Salary is often the first thing people point to when recruitment becomes difficult, but it's rarely the only factor. Challenges can be driven by:
skills shortages
competition from other sectors
location
limited progression opportunities
expectations around flexible working
organisational reputation
lengthy recruitment processes
Before making any pay-related decisions, it's important to understand what's actually causing the problem. Vacancy data, turnover trends, time-to-hire metrics and candidate feedback can all help build a clearer picture.
Competitive doesn't mean highest paid
Being competitive doesn't necessarily mean matching the highest salary in the market.
Universities and colleges often offer benefits that many employers cannot, including strong pension schemes, generous annual leave, flexible working and greater job security.
The key question is whether external market rates have moved far enough away from internal pay levels to affect recruitment or retention.
To answer that, you need evidence.
Why benchmarking matters
Benchmarking helps organisations move beyond assumptions and understand what's happening in the market. It can provide insight into:
salary levels
regional pay differences
sector-specific trends
emerging skills shortages
recruitment pressures
Most importantly, it helps organisations determine whether they're facing a genuine market issue or something else entirely.
From instinct to evidence
Many organisations know they need market data but struggle to access information that's current and relevant.
Salary surveys can quickly become dated, while national averages don't always reflect specialist higher education roles or local labour markets.
ECC members have access to a range of labour market intelligence resources designed to support evidence-based decision-making.
Through Brightmine, members can access established salary benchmarking data. ECC's partnership with HR DataHub also provides real-time labour market intelligence drawn from millions of job advertisements, helping organisations understand current market rates, skills shortages and regional pay trends.
Used alongside the market-leading HERA and FEDRA job evaluation frameworks, these tools help answer three important questions:
What is the internal value of the role?
What is the external market rate?
Is there evidence of a genuine market premium?
Protecting fairness
One of the biggest risks organisations face is using regrading as a response to recruitment difficulties.
If a role is regraded simply because it's hard to fill, it can create inconsistencies within the pay structure, undermine confidence in grading outcomes and potentially increase equal pay risks.
Market supplements offer a more targeted solution.

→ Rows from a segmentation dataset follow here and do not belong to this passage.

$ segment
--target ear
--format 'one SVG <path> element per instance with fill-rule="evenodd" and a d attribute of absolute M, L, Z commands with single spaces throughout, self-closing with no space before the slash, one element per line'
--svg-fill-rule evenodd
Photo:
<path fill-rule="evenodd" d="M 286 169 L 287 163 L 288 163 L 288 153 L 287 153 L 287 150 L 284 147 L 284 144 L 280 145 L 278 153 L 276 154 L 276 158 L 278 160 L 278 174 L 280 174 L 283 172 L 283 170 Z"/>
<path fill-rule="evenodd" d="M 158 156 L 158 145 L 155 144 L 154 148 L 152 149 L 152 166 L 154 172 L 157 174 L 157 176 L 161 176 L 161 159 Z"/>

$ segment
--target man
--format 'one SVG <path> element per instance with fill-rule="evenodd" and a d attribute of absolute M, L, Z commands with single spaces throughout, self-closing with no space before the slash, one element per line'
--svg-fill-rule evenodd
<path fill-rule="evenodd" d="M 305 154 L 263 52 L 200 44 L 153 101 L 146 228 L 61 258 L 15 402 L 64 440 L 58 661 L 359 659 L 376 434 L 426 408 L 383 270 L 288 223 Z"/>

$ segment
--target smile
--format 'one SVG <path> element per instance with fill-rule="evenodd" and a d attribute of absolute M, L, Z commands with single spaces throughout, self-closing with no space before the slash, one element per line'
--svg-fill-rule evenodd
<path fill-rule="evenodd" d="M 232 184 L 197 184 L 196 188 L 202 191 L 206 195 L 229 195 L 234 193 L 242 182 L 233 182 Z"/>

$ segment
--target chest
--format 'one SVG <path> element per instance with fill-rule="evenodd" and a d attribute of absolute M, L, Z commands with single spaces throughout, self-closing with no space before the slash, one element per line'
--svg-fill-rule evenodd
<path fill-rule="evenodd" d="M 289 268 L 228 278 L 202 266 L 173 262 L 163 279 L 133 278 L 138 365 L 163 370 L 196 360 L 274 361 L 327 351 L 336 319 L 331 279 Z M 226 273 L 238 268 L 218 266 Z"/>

Rather than changing the assessed value of the role, they recognise that the market may currently place a premium on particular skills or expertise.
This allows organisations to respond to external pressures while maintaining internal equity.
Making market supplements work
Where market supplements are introduced, they should be supported by clear evidence and appropriate governance. Good practice includes:
confirming the role's grade through job evaluation
gathering reliable market evidence
documenting the business rationale
obtaining appropriate approvals
reviewing supplements regularly
This helps ensure decisions remain transparent, fair and defensible.
Final thoughts
Returning to our Cyber Security Manager vacancy, the issue may not be the grade at all.
The role may already be correctly evaluated. The challenge may simply be that the market is placing a premium on scarce skills.
Understanding the difference between a role's internal value and its external market price is critical.
Market supplements won't solve every recruitment challenge, but when supported by robust evidence, they can help organisations balance two important objectives: responding to market realities while maintaining fair and consistent pay structures.
And that's a far better outcome than regrading first and asking questions later.